What is an API KEY ?

Each request that is sent to the Aanbieders.be API has to provide a valid API KEY as parameter together with the unix timestamp and the 'nonce' used to generate the API KEY . The API key is a keyed hash value using the HMAC method and is generated using the public key, the secret key, a 'nonce' (number used once) and a timestamp.

How to generate an API KEY

To generate a valid API KEY we need 4 parameters :

• public key: The public key and the secret key is distributed to you after succesfull registration.
• secret key: The public key and the secret key is distributed to you after succesfull registration.
• timestamp: The timestamp is the unix time stamp and is a way to track time as a running total of seconds. This count starts at the Unix Epoch on January 1st, 1970. It is the responsibility of the partner to create and provide a unix time stamp.
• nonce: The 'nonce' is a 'number used once', and does exactly what it says on the can. It's a number that can only be used once. With that restriction that you should make sure that the nonce is not already used in the same second

As hashing algorithm, we use sha1.

Example

$hashmethod = 'sha1';
$key = '02647bad02eeeeee7b8e61fe10e09441'; // this is a fake key
$secret = 'd8235039ca21a7d59f3uuuuuu21dfddf'; // this is a fake key
$nonce = '4e13833c752e82d49c71d365109bf119'; // this is a fake nonce
$timestamp = time();// standard php function returning a timestamp

$apikey = hash_hmac('sha1', $key, $secret.$timestamp.$nonce); // combine the secret key and the timestap into one string!

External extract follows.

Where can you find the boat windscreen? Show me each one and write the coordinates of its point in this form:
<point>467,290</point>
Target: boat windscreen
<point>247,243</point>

Please note that the secret key, the nonce and the timestamp always need to be combined into one string in that order!

The API key needs to be recalculated with each request since the timestamp and the nonce combination has to be unique and used only once. If you do, the server will deny the request and return a HTTP status code equal to : HTTP/1.1 400 Bad Request. This means that somebody else who want to replay the request will be denied by the server. It's not possible to either change the timestamp or the nonce used, since these values are also used in the API key. Changing them will invalidate the API key and the server will deny the request anyway.